Decision Tree is one of the most popular algorithms in machine learning. It is relatively simple, yet able to produce good accuracy. But the main reason it is widely used is the interpretability. We can see how it works quite clearly. We can understand how it works.

Decision Tree is a supervised machine learning algorithm. So we train the model using a dataset, in order for it to learn. Then we can use it to predict the output. It can be used for both regression and classification. Regression is when the output is a number. Classification is when the output is a category.

In this article I would like to focus on Entropy and Information Gain, using investment funds as an example. Entropy is the level of disorder in the data.

__Entropy__

In thermodynamics, Entropy is the level of disorder or randomness in the system. Similary in data analytics, entropy is the level of disorder or randomness in the data. If we have 100 numbers and all of them is 5, then the data is in very good order. The level of disorder is zero. The randomness is zero. There is no randomness in the data. Everywhere you look you get 5. The entropy is zero.

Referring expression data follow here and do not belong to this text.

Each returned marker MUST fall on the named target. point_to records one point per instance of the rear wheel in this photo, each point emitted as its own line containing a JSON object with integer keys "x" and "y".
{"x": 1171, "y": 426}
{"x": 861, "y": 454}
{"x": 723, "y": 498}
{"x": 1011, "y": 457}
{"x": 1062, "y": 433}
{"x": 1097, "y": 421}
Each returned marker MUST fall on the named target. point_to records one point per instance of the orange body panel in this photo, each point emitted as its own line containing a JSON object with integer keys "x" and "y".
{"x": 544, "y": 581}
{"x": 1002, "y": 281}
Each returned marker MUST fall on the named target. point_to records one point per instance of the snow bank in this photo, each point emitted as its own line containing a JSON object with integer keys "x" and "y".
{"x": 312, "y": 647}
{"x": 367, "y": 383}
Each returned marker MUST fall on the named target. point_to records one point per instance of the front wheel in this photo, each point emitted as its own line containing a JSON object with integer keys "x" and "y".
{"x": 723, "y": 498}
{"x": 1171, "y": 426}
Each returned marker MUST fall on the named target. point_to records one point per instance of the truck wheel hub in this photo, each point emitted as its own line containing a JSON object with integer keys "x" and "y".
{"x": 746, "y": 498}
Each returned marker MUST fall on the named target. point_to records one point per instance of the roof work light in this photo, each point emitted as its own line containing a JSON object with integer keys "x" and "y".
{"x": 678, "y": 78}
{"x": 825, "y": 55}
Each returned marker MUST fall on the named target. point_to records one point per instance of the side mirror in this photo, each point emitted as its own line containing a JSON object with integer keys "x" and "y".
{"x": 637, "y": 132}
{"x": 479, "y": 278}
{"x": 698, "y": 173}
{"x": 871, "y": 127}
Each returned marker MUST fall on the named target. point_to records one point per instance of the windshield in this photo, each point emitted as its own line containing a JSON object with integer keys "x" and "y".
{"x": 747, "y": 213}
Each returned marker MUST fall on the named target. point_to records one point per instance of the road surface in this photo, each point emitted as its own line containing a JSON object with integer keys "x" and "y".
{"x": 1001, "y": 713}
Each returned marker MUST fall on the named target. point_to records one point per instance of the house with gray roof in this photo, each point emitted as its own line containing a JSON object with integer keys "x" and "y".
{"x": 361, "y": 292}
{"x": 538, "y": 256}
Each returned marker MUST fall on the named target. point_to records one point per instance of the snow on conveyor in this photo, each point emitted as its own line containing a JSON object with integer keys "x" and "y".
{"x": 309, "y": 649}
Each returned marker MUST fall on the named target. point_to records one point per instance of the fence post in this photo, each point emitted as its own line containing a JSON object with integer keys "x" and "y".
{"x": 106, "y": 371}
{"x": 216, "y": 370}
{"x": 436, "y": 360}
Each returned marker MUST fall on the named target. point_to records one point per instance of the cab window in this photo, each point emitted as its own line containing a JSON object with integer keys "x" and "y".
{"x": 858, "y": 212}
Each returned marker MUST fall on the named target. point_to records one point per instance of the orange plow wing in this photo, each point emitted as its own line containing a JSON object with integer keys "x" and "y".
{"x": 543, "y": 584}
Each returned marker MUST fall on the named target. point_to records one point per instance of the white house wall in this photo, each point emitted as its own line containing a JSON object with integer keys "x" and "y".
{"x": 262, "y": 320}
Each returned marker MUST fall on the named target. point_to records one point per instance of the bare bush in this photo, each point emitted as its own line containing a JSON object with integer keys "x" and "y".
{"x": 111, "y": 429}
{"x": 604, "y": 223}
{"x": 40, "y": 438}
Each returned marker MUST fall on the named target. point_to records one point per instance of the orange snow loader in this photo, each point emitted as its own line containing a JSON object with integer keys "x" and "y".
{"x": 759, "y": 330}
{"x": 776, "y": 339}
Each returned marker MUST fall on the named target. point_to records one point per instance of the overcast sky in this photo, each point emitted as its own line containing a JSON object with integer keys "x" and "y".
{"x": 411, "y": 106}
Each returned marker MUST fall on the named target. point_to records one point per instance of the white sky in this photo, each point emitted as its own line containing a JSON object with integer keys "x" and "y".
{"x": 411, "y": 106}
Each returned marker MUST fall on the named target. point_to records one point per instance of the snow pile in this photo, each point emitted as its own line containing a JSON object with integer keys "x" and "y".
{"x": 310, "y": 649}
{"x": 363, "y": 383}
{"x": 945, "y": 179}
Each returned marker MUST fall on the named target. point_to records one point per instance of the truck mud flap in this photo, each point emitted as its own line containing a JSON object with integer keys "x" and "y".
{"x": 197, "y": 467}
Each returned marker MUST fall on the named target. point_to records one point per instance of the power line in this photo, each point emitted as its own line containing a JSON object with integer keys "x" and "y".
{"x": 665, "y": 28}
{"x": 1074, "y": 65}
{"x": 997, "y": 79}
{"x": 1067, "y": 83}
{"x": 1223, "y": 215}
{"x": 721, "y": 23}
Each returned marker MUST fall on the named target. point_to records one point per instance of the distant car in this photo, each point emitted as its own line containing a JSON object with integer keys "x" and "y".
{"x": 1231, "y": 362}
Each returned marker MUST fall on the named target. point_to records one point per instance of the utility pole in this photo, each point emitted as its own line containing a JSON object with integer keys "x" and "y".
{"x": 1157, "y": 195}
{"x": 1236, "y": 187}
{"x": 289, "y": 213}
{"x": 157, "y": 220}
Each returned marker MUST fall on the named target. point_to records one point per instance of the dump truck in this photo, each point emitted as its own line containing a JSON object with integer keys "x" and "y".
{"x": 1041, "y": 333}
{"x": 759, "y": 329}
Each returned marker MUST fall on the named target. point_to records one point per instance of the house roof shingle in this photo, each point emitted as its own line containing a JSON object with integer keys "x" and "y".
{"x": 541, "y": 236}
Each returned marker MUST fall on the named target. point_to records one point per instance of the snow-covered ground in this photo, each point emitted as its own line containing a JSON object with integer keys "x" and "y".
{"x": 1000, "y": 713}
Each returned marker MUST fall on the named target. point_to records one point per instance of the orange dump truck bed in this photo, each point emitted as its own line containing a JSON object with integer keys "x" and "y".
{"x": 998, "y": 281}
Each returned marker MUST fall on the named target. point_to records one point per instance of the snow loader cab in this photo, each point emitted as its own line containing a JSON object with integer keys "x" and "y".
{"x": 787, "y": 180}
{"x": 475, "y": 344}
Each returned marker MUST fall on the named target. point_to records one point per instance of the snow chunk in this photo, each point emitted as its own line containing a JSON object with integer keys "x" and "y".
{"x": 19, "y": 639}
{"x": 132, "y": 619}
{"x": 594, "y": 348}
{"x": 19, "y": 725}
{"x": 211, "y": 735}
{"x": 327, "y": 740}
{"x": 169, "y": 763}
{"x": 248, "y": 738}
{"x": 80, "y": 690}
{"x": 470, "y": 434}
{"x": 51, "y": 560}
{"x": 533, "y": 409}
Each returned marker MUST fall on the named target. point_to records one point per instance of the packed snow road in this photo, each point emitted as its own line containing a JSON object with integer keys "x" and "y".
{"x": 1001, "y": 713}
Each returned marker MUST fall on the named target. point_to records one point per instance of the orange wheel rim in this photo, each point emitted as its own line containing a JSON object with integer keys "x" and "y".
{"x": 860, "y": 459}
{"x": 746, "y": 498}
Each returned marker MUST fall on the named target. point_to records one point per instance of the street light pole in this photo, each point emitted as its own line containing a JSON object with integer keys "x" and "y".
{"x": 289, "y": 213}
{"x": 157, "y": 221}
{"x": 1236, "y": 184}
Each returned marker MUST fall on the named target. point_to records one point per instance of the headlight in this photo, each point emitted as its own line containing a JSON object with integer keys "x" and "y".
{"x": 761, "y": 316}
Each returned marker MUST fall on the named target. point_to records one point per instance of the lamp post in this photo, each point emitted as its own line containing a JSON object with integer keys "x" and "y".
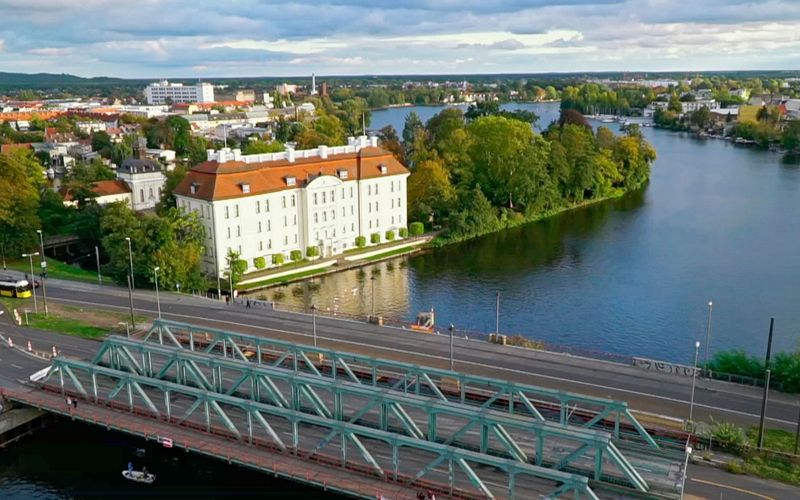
{"x": 497, "y": 315}
{"x": 158, "y": 300}
{"x": 314, "y": 322}
{"x": 130, "y": 259}
{"x": 452, "y": 331}
{"x": 372, "y": 279}
{"x": 30, "y": 257}
{"x": 694, "y": 381}
{"x": 708, "y": 338}
{"x": 44, "y": 269}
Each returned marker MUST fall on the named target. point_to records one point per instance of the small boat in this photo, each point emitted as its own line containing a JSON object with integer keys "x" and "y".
{"x": 139, "y": 476}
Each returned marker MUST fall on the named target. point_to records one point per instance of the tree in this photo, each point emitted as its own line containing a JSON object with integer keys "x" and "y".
{"x": 236, "y": 266}
{"x": 21, "y": 178}
{"x": 429, "y": 190}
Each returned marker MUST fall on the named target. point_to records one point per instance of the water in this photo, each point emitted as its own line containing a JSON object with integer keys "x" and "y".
{"x": 74, "y": 460}
{"x": 631, "y": 276}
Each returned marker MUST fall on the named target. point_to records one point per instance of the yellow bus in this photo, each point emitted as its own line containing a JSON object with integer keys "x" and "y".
{"x": 10, "y": 287}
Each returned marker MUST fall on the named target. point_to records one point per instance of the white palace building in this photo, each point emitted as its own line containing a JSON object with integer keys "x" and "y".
{"x": 274, "y": 203}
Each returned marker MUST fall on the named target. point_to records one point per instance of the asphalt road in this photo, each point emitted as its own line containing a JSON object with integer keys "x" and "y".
{"x": 645, "y": 391}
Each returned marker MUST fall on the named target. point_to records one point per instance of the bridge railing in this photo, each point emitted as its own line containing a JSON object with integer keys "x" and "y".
{"x": 404, "y": 459}
{"x": 540, "y": 403}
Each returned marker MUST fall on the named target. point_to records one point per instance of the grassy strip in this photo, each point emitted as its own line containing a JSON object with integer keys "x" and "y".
{"x": 282, "y": 279}
{"x": 390, "y": 253}
{"x": 56, "y": 269}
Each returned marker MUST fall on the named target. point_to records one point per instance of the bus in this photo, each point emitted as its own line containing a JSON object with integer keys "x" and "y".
{"x": 11, "y": 287}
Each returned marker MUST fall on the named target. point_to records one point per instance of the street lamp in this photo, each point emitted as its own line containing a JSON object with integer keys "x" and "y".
{"x": 44, "y": 269}
{"x": 694, "y": 380}
{"x": 708, "y": 337}
{"x": 372, "y": 279}
{"x": 314, "y": 322}
{"x": 452, "y": 330}
{"x": 158, "y": 300}
{"x": 130, "y": 259}
{"x": 30, "y": 257}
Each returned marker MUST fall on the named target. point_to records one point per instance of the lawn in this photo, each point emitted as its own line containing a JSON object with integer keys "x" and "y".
{"x": 70, "y": 320}
{"x": 56, "y": 269}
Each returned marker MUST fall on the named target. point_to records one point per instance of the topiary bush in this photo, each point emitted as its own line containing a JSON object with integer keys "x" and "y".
{"x": 416, "y": 228}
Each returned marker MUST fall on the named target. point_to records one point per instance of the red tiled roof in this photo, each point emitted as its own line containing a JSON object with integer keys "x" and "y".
{"x": 220, "y": 181}
{"x": 102, "y": 188}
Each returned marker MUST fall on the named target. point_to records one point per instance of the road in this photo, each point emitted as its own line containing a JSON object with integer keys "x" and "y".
{"x": 645, "y": 391}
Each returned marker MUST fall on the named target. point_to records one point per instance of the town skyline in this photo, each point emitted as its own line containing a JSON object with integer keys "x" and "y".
{"x": 154, "y": 40}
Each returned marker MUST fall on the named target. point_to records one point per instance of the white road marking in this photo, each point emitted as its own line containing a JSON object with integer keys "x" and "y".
{"x": 445, "y": 358}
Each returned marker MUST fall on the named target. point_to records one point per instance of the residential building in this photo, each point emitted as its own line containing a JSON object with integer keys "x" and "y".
{"x": 272, "y": 204}
{"x": 144, "y": 177}
{"x": 164, "y": 92}
{"x": 106, "y": 192}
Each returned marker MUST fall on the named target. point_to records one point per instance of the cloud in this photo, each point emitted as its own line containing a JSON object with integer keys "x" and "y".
{"x": 155, "y": 38}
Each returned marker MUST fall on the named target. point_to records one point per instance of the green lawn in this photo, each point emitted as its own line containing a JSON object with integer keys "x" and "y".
{"x": 282, "y": 279}
{"x": 56, "y": 269}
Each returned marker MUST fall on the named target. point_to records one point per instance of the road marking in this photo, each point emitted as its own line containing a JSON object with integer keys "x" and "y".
{"x": 445, "y": 358}
{"x": 734, "y": 488}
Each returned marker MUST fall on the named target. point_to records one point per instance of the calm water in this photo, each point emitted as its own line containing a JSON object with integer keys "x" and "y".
{"x": 632, "y": 276}
{"x": 73, "y": 460}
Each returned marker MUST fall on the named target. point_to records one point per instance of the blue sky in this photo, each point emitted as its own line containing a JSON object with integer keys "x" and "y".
{"x": 196, "y": 38}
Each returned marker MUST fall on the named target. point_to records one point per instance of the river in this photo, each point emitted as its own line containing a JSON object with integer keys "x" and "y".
{"x": 718, "y": 222}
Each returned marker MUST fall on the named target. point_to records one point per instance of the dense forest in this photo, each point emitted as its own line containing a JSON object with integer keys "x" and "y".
{"x": 480, "y": 172}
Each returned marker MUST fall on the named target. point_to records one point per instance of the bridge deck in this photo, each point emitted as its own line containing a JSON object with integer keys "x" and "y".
{"x": 280, "y": 465}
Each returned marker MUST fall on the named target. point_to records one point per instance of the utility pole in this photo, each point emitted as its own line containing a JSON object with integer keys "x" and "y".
{"x": 766, "y": 387}
{"x": 44, "y": 269}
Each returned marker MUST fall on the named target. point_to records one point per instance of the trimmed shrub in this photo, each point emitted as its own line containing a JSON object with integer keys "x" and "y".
{"x": 416, "y": 228}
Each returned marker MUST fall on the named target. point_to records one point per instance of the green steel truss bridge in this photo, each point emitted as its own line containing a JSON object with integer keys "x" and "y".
{"x": 402, "y": 425}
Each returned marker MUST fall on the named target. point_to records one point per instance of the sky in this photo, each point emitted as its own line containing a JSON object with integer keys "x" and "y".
{"x": 225, "y": 38}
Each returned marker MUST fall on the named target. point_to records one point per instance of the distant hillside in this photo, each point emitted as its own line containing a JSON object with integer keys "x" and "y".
{"x": 50, "y": 80}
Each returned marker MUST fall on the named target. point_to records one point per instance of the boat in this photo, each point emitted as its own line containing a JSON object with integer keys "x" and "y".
{"x": 139, "y": 476}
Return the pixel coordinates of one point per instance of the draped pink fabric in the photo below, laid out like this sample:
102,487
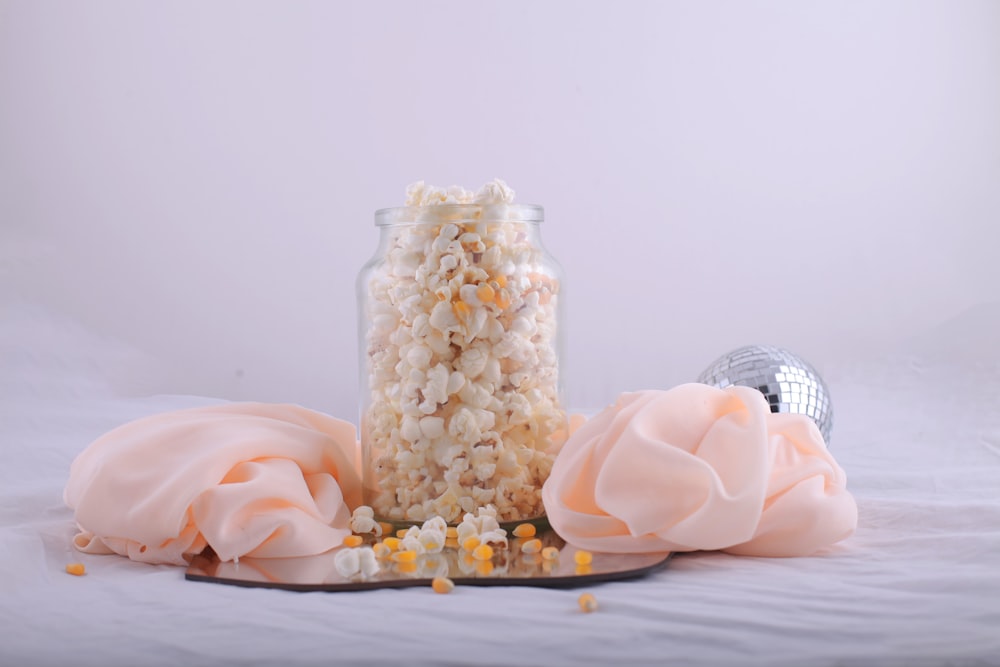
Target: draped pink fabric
247,479
696,468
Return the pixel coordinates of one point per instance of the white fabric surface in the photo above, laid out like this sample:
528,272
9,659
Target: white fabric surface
918,433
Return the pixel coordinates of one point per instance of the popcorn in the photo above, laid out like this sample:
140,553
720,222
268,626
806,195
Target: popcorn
463,407
350,562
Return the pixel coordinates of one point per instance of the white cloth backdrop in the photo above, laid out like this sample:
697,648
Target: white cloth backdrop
918,434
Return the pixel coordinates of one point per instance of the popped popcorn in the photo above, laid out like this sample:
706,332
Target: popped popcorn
461,405
351,561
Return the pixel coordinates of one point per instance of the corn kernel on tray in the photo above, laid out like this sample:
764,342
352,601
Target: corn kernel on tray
524,562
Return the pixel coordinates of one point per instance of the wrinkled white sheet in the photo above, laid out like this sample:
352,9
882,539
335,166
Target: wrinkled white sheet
918,434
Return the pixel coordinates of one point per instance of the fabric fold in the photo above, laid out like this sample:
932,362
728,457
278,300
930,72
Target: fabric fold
247,479
698,468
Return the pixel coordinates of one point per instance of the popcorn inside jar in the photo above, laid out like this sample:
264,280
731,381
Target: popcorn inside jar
460,342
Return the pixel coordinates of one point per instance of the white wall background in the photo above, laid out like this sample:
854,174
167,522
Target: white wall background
195,182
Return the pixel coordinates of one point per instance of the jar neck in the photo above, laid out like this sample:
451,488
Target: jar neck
460,214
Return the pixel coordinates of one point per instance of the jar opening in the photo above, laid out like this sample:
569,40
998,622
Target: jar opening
459,213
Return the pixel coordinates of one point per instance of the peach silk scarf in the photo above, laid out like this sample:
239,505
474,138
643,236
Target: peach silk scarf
695,468
247,479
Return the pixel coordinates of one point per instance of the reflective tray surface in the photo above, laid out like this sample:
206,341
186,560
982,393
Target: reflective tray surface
509,567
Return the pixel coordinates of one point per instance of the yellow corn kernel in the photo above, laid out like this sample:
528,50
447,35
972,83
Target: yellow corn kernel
482,552
525,530
485,293
405,556
442,585
532,546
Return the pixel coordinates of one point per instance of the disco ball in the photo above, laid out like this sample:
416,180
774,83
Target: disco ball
788,382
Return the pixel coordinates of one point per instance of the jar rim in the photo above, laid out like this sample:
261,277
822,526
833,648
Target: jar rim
459,213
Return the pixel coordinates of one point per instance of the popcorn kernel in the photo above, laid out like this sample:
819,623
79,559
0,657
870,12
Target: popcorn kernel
483,552
405,556
406,568
525,530
442,585
485,293
532,546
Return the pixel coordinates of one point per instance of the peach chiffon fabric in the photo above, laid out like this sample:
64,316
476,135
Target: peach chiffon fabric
696,468
247,479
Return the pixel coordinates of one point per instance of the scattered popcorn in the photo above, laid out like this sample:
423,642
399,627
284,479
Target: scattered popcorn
363,521
532,546
525,530
368,562
587,602
404,556
462,408
347,562
442,585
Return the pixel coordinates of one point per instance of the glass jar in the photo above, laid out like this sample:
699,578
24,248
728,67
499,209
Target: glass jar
461,334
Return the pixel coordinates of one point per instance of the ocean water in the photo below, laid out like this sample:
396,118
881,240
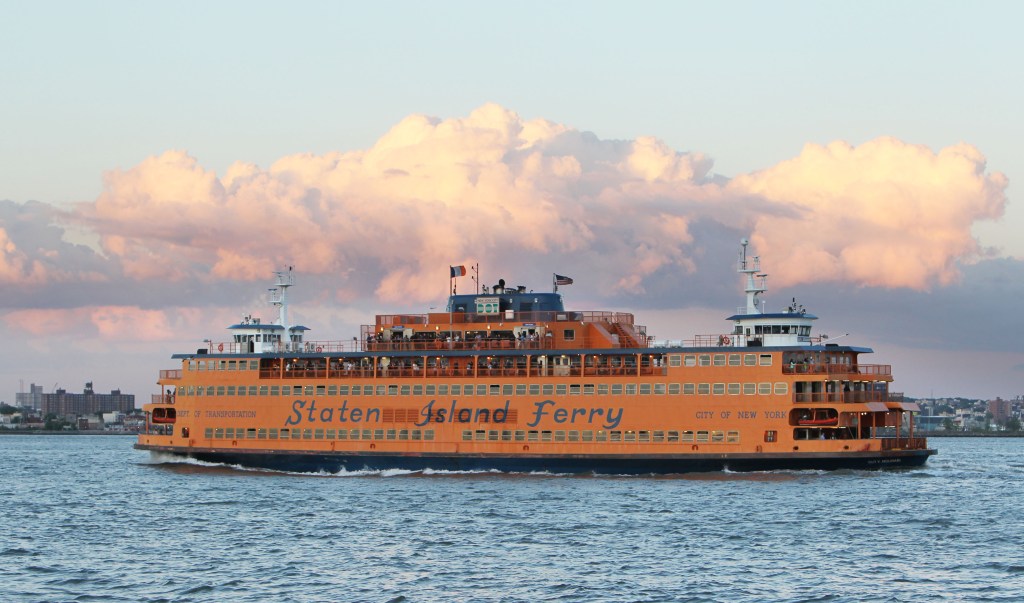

If these 100 numbers contain different numbers, then the data is in a disorder state. The level or randomness is high. When you get a number, you might get number 4, or you might get number 7, or any other number. You don’t know what you are going to get. The data is “completely” random. The level of randomness in the data is very high. The entropy in data is very high.

The distribution of these different numbers in the data determine the entropy. If there are 4 possible numbers and they are distributed 25% each, then the entropy is very high. But if they are distributed 99%, 1%, 1%, 1% then the entropy is very low. And if it’s 70%, 10%, 10%, 10% the entropy is somewhere in between (medium).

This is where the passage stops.